Creating a Wireguard Connection in VYOS

• In this scenario, we want to create a Wireguard interface on our VYOS router and allow for a VPN connection between our windows machine and the router. The first step to this is install wireguard on our windows machine. Once this is done, open wireguard and create a new tunnel. This will generate a tunnel public key, which we will need to copy over to the VYOS Router.

• Our next step is to configure the wireguard interface on our VYOS router. In the first command below, we create a new interface for wireguard and assign it an IP address. In the next two commands, we designate a peer that is allowed to communicate in the tunnel, and we also use the public key from traveler's wireguard here. Lastly, we set a port for them to communicate on and install the key-pair on the interface.

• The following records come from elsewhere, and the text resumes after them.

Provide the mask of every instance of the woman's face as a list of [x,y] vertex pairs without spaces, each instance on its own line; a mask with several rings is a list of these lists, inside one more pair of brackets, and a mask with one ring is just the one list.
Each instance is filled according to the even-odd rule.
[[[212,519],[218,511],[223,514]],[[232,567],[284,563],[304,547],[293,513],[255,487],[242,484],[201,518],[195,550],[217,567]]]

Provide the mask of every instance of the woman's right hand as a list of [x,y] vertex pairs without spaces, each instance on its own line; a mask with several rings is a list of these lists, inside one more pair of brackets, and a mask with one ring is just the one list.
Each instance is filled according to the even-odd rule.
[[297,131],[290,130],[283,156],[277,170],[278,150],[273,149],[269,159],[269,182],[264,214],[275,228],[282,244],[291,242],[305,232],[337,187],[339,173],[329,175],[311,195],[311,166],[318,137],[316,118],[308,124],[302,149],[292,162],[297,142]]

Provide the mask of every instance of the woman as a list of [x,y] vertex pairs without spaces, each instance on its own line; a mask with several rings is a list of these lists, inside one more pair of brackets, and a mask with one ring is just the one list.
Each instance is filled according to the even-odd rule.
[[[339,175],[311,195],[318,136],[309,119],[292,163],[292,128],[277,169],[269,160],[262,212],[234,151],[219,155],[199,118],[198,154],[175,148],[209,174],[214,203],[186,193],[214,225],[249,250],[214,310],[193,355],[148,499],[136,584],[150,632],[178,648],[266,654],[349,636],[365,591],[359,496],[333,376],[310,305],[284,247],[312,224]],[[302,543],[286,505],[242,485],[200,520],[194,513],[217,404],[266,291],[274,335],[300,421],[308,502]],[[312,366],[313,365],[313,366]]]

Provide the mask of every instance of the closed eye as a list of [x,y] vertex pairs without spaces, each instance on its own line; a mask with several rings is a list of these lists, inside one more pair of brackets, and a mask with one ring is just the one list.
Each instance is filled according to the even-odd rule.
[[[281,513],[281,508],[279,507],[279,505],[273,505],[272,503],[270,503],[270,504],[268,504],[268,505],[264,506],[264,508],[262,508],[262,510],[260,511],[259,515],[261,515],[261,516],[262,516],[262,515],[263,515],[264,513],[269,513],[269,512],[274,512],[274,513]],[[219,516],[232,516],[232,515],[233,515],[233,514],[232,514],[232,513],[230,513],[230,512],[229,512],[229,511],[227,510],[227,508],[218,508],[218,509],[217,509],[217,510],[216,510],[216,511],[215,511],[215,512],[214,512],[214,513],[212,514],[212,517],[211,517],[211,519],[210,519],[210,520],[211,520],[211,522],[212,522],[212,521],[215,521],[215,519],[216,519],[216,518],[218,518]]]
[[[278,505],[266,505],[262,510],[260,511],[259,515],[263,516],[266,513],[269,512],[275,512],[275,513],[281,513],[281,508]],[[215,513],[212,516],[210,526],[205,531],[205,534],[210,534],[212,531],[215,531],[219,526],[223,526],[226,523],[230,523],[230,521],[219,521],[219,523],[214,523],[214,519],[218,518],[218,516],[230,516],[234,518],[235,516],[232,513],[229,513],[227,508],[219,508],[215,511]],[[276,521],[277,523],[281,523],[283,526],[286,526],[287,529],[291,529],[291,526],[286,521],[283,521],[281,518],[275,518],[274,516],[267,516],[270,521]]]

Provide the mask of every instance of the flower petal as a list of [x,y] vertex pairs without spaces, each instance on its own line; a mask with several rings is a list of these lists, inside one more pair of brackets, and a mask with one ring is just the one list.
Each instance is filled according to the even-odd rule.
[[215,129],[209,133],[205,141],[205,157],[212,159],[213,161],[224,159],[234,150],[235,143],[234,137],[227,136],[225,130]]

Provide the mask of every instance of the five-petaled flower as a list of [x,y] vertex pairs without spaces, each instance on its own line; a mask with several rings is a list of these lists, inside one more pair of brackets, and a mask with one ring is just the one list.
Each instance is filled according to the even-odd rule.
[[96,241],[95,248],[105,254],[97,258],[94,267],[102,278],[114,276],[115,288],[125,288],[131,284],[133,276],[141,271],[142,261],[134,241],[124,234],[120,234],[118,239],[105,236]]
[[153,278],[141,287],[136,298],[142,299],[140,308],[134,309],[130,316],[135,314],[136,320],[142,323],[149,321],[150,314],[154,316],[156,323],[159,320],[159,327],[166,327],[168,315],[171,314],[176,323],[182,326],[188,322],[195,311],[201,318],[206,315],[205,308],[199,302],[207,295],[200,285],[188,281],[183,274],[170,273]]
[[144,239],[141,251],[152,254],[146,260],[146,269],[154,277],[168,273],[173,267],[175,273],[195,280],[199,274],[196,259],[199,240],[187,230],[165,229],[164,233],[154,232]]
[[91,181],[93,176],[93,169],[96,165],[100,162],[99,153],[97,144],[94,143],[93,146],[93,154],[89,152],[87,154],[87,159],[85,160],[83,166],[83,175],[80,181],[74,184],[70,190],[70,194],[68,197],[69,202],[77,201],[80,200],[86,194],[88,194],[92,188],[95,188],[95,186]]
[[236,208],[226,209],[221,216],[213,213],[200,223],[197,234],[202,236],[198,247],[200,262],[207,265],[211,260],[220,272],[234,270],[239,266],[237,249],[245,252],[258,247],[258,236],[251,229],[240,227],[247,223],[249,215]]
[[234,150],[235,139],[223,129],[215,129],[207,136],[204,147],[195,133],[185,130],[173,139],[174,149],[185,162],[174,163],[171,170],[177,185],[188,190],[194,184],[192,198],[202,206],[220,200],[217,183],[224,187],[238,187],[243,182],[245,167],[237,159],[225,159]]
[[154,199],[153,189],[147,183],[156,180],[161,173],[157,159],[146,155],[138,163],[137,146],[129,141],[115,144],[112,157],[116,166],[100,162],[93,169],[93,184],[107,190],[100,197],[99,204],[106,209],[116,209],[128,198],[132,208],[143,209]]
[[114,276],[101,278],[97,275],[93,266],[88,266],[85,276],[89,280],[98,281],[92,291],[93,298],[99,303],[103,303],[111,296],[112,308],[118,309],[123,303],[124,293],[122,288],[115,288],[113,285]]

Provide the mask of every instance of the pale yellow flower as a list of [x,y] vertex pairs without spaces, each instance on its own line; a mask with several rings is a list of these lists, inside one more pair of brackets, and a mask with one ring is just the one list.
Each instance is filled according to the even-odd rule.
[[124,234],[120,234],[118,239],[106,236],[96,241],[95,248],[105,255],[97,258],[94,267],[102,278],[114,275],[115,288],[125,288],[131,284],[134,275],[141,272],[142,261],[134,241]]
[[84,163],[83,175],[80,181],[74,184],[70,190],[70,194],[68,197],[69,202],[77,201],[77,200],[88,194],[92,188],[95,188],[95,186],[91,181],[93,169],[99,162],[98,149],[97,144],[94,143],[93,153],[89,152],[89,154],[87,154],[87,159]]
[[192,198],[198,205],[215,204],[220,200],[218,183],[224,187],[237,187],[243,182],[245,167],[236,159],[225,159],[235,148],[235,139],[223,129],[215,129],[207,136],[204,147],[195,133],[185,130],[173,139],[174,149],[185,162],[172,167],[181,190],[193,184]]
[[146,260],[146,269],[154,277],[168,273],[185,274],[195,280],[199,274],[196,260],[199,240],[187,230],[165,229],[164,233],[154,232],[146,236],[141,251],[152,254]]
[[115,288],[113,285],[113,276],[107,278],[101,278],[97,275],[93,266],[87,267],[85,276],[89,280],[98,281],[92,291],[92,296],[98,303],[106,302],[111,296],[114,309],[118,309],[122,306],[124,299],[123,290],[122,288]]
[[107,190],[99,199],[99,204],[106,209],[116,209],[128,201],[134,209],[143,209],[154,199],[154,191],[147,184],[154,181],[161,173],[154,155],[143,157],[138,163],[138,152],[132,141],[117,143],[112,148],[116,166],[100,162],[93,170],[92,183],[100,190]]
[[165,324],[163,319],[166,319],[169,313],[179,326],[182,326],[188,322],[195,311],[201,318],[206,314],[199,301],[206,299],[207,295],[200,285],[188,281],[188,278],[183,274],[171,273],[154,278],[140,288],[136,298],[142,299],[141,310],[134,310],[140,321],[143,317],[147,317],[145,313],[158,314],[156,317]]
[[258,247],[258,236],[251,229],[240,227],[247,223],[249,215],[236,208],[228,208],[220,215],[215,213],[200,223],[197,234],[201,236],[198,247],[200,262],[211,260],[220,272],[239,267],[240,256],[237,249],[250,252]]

• The last run command generates a public key for the wg0 interface, which we need to copy back over to traveler. Editing our wireguard tunnel on traveler, we need to create a config file that looks like this. We input our preferred address of traveler, the windows client, under the private key. Then, we put in the information of the peers that traveler will be communicating with.

• Now, we want our windows client to communicate through the VPN to our windows server. In order to do this, we need to do a few things. First, on the VYOS router, we need to create a zone for the VPN interface. Once this zone is created, we create two firewalls between our VPN and the network LAN. This will allow us to create rules to allow remote desktop from the windows client, through the router to the mgmt netowrk, and to our windows server. Once you create the firewalls and their respective rules (allowing TCP/3389 through), you can RDP from the windows client through the VPN to the windows server.